A senior family court judge says most sexual abuse goes undetected and has questioned whether claims are always “adequately” investigated.

Mr Justice Peter Jackson says people who have the “courage” to complain then are told that their allegations are “unsubstantiated” find themselves in an “extraordinarily difficult” position.

And he says “unsubstantiated” is sometimes a euphemism for “uninvestigated”.

The judge, who sits in the Family Division of the High Court, has raised concerns after concluding that a bar worker who was not prosecuted had sexually abused his two stepchildren – a girl now 17 and a boy now 16.

He says, in a ruling on the case, that he is satisfied to a “very high degree of probability” that the youngsters had been sexually abused and routinely subjected to violence by their stepfather.

Mr Justice Jackson had been asked to make “findings of fact” at a private family court hearing in Preston, Lancashire, by social workers with responsibility for making child welfare decisions.

No-one has been identified in the ruling – which was published on Wednesday.

But Mr Justice Jackson said the local authority involved was Wigan Council.

And he said his ruling would be made available to police, the Crown Prosecution Service and senior social services managers at the council.

“The perpetrators of sexual abuse are inadequate individuals who control weaker people, often children, for their own gratification.
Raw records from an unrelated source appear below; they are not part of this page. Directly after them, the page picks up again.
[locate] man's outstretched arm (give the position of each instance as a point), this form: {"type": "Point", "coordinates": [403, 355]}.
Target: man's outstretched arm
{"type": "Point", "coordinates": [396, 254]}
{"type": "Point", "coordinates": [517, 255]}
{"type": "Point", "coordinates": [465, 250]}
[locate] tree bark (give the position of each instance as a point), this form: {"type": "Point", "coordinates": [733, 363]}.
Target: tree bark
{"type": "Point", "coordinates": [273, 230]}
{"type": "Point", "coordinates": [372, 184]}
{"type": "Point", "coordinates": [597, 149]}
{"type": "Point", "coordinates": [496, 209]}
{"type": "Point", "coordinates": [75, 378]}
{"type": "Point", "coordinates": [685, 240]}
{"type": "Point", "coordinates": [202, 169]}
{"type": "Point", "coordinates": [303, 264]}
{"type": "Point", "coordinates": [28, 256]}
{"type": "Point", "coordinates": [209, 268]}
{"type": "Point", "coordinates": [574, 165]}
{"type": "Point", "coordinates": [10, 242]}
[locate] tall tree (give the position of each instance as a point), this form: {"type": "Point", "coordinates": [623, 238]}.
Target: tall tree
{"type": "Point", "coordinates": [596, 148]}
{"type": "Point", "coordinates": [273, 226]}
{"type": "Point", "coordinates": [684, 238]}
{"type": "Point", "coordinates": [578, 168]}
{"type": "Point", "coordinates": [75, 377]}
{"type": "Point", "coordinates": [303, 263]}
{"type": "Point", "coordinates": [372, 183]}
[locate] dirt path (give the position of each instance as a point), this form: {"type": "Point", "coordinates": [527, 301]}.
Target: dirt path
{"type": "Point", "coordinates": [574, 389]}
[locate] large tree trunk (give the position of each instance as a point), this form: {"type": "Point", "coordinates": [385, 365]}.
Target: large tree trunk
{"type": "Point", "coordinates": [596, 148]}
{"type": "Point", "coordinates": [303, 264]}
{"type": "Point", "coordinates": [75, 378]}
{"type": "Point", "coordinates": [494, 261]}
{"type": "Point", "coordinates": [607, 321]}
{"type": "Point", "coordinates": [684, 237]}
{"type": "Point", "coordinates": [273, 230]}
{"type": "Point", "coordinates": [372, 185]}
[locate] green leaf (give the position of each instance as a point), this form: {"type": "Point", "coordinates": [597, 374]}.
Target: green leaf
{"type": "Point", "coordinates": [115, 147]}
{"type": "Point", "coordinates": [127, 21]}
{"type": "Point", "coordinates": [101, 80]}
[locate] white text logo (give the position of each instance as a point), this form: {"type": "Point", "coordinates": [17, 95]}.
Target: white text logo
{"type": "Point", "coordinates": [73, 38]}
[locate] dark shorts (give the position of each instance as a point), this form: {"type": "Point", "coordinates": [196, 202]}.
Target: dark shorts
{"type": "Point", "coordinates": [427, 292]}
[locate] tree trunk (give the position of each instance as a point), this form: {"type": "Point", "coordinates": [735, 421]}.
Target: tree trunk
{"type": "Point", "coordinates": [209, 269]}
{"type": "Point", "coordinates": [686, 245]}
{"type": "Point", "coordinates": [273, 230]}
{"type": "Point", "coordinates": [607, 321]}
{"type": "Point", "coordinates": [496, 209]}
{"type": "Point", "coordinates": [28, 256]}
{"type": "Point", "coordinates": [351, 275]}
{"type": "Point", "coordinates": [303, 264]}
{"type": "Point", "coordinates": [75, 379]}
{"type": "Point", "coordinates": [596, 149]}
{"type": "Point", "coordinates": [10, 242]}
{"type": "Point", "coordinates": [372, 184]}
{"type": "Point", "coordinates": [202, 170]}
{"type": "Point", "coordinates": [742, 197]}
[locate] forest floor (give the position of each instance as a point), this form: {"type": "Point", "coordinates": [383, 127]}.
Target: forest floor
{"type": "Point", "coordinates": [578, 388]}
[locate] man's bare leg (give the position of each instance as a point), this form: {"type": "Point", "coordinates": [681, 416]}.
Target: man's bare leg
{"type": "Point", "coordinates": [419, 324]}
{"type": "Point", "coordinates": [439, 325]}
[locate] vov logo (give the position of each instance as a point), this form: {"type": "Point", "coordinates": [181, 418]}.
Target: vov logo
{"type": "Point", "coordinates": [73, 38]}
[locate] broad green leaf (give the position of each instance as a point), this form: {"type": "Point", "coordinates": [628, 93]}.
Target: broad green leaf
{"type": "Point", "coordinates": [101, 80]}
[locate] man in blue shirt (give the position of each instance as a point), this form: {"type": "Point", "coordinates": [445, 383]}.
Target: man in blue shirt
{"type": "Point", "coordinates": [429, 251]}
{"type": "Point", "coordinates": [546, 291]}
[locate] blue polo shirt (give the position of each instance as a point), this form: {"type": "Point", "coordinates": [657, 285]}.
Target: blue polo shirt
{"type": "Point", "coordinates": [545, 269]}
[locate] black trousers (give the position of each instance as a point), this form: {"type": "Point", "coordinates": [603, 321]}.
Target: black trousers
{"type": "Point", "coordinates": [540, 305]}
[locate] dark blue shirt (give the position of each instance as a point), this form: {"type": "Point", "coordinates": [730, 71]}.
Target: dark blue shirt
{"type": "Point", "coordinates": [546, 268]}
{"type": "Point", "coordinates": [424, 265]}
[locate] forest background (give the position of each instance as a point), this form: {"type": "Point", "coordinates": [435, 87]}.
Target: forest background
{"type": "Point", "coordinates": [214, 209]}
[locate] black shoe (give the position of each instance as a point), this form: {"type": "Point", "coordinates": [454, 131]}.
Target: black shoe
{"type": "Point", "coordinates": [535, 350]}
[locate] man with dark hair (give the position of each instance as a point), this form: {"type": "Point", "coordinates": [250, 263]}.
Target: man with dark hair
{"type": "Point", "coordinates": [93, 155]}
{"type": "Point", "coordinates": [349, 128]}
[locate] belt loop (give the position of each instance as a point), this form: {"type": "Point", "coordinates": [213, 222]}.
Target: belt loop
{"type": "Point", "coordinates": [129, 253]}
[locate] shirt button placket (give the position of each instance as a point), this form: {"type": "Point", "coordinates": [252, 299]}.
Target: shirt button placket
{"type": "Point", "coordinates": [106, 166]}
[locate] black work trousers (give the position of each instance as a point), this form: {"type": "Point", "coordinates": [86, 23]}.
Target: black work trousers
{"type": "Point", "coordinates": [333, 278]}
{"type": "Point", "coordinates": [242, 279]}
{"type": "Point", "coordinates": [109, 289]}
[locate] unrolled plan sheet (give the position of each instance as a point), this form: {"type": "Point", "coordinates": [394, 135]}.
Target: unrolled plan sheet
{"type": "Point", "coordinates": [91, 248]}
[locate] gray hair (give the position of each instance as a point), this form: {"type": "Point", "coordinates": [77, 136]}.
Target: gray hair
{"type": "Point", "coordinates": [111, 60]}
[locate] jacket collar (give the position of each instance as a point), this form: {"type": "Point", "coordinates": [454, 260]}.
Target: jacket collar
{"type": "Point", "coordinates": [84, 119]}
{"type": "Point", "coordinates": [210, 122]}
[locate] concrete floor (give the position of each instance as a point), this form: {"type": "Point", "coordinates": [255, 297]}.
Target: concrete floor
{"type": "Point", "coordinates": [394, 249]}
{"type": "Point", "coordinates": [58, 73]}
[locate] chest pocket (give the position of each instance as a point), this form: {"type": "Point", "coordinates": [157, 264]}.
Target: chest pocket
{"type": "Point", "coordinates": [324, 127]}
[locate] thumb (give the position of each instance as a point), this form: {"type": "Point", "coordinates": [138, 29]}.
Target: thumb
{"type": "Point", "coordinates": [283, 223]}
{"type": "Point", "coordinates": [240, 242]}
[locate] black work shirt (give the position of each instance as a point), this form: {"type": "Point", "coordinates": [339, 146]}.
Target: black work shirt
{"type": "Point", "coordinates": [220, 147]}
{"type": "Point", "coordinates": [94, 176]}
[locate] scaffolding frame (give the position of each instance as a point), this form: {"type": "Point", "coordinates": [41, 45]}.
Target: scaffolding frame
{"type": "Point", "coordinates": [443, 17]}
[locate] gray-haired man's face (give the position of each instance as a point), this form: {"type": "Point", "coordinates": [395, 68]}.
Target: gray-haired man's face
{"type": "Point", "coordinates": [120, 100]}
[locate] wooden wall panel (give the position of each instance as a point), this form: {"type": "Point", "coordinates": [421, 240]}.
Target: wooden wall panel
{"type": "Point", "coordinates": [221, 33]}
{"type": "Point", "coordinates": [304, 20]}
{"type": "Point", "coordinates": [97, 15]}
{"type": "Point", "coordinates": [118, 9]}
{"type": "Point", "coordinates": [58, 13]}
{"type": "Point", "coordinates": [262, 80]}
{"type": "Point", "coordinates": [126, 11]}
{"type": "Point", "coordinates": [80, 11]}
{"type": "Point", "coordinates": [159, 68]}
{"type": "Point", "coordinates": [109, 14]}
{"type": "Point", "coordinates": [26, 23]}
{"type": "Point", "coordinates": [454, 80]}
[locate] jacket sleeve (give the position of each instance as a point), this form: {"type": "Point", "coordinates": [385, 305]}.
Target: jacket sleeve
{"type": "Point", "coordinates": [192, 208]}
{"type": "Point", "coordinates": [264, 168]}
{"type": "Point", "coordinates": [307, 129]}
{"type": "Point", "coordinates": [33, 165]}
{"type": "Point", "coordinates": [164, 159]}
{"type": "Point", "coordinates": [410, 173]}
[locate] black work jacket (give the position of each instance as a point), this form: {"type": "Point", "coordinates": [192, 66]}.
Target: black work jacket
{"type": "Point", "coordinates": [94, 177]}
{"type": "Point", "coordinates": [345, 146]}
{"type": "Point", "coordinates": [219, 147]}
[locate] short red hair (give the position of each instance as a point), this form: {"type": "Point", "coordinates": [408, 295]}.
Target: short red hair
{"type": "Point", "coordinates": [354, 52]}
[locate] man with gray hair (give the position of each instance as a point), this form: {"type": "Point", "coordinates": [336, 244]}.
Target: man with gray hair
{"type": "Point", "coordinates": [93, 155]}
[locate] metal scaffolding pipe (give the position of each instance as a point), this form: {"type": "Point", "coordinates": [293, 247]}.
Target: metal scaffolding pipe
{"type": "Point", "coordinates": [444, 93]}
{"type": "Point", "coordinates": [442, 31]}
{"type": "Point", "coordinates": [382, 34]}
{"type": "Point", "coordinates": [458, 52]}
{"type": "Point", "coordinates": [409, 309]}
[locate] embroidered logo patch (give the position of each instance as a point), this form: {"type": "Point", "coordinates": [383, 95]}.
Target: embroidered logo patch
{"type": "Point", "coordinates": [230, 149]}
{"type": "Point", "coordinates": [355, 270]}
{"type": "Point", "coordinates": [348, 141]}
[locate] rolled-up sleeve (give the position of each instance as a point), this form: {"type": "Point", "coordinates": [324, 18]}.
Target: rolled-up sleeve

Their behaviour is always an abuse of power,” said Mr Justice Jackson in the ruling.

“The effects of sexual abuse on the victim can be lifelong but, because of the way perpetrators operate, most abuse goes undetected.”

He added: “It takes courage to ask for help. Victims are beset by feelings of shame, guilt and fear. They should be able to have confidence that their accounts will be adequately investigated and that they will be appropriately supported.

“Instead, experience shows that the abuse is often compounded by sceptical or inadequate reactions within the family and beyond.

“It is not always possible to establish where the truth lies but where it is possible to investigate there must be a good reason not to do so.

“The position of a complainant whose allegation is described as ‘unsubstantiated’ is extraordinarily difficult, but sometimes ‘unsubstantiated’ is no more than a euphemism for ‘uninvestigated’.”

Mr Justice Jackson said the mother of the two teenagers in the case he analysed had a total of five children by two fathers.

The judge said the 16-year-old boy and the three youngest children – aged 11, six and two – had been placed into care in the wake of his findings.

He said the 17-year-old girl had complained when she was 15.

She had told police and social services staff that she had been “subject to years of gross sexual and physical abuse” by her stepfather.

Police and a social worker had treated her allegation as “credible” but “child protection procedures” had not been invoked.

“She was treated as a child in need and no child protection procedures were invoked,” said Mr Justice Jackson.

“It might well be asked: what was in it for this young person to confide in the authorities if these were to be the consequences?”